# VirtualCam for Mac



## Paul Newsome (Jun 26, 2020)

Hi, I see there is a virtual cam for windows, is there anything for MAc. I'm trying to run OBS through ZOOM ?


----------



## misterlee (Jun 28, 2020)

not sure about Zoom, but yes there is finally a VirtualCam for the Mac!

basic instructions:
https://streamshark.io/blog/using-obs-as-a-virtual-webcam-on-windows-and-macos/


----------



## Paul Newsome (Jun 30, 2020)

misterlee said:


> not sure about Zoom, but yes there is finally a VirtualCam for the Mac!
> 
> basic instructions:
> https://streamshark.io/blog/using-obs-as-a-virtual-webcam-on-windows-and-macos/


Thanks for the tip! installed successfully and works with ZOOM.  I just wonder how I can get rid of the lag when seen through the eyes of the audiences?


----------



## misterlee (Jun 30, 2020)

Paul Newsome said:


> Thanks for the tip! installed successfully and works with ZOOM.  I just wonder how I can get rid of the lag when seen through the eyes of the audiences?



in the VirtualCam popup window, there's a "Buffered Frames" slider. does that help?


----------



## Paul Newsome (Jul 1, 2020)

misterlee said:


> in the VirtualCam popup window, there's a "Buffered Frames" slider. does that help?


Thanks again! let me check


----------



## InfluxxMedia (Jul 31, 2020)

Paul Newsome said:


> Hi, I see there is a virtual cam for windows, is there anything for Mac. I'm trying to run OBS through ZOOM ?


 Hey Paul, you may have found a solution in the month since you asked this. 

FWIW here is how I teach my remote students with Zoom and OBS. I need 2 cameras and a desktop view to teach my students and Zoom doesnt come close to providing this. OBS obviously excels here. My set up does require 3 monitors so that is a limitation its true. I probably could make do with 2 but it gets a bit cumbersome. Luckily I had an old 20" HDMI TV/monitor kicking around that I could plug in to my video card, that luckily had an HDMI out. This negated the need for a BlackMagic card and that expense.

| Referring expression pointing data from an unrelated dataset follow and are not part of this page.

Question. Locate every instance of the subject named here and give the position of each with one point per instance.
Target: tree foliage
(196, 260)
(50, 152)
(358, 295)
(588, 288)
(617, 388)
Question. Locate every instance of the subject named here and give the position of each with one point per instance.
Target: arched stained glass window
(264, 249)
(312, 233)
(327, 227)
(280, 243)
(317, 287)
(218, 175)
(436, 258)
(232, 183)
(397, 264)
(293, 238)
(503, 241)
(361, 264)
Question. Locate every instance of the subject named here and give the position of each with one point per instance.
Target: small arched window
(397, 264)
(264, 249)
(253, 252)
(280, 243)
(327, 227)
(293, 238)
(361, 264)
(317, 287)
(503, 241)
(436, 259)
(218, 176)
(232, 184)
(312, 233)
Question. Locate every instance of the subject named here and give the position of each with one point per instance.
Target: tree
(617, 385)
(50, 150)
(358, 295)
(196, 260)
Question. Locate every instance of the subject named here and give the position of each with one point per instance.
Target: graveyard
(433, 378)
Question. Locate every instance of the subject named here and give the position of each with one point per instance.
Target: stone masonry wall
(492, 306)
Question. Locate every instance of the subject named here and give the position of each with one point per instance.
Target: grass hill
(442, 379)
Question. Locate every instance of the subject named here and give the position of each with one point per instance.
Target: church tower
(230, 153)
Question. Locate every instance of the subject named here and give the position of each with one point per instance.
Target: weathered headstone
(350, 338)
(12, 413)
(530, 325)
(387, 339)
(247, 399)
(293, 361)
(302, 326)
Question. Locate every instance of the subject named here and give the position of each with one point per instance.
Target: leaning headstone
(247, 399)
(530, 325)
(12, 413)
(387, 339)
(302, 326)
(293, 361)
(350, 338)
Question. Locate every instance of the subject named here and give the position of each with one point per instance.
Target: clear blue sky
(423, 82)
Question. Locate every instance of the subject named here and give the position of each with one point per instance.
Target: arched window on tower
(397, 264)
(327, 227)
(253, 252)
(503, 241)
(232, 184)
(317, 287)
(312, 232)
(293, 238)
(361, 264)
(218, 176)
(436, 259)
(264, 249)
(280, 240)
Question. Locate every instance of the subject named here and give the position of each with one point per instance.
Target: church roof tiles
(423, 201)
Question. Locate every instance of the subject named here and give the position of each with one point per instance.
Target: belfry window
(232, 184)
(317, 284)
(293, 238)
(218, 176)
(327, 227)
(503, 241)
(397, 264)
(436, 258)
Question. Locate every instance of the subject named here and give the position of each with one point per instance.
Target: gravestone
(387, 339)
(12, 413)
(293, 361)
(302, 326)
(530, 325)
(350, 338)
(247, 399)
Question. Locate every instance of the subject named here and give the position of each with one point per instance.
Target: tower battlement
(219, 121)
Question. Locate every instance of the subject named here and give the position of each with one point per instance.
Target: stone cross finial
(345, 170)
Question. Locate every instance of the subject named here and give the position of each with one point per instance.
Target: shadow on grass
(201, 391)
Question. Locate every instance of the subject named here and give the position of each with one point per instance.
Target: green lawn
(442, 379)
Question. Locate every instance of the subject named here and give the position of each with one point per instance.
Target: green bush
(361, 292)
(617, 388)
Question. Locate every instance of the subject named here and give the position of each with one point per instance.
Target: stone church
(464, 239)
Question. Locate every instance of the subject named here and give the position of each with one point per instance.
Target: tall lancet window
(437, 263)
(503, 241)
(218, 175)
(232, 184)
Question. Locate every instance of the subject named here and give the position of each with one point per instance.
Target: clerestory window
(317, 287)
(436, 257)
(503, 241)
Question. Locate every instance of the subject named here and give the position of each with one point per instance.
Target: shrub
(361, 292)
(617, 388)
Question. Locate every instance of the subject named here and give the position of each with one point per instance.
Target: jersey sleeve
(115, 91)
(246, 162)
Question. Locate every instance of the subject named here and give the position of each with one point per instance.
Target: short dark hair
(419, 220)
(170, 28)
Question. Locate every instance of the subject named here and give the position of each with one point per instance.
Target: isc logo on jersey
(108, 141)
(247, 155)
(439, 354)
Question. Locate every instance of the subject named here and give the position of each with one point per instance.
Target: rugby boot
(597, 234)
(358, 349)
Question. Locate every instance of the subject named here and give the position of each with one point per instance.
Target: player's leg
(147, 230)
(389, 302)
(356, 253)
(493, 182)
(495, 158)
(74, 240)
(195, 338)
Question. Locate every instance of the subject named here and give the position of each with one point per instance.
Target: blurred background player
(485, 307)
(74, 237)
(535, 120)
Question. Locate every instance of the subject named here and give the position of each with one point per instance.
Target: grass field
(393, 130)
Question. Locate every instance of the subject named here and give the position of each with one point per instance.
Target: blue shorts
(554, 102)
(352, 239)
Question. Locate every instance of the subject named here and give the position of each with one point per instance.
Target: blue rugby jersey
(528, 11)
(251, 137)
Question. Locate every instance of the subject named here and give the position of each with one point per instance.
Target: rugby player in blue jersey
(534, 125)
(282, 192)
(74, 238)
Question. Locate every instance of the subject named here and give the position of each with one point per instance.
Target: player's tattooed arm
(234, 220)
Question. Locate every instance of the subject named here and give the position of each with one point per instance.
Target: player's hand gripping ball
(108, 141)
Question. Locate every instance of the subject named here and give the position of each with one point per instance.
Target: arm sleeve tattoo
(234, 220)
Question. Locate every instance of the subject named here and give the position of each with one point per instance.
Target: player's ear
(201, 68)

On 1 monitor I have my OBS set up with half a dozen scenes and the Zoom windows. On my second monitor I have Photoshop or whatever app I'm screen sharing into OBS. On the third monitor I have OBS set to Fullscreen Program. This serves as a monitor for me to preview whats going out to the world, but most importantly, this is the monitor I share in Zoom. I dont have a camera set up in Zoom - I do share audio though - and I just share the screen as soon as the meeting is started. This way I can get a branded multi-screen setup in Zoom. 

I will say on an older Mac video frame rates suffer with all this going on. It's not ideal. And for a 'business' tool Zoom falls far short of serving business needs

Hope this helps someone. Its been working out very well (other than the frame rates).


----------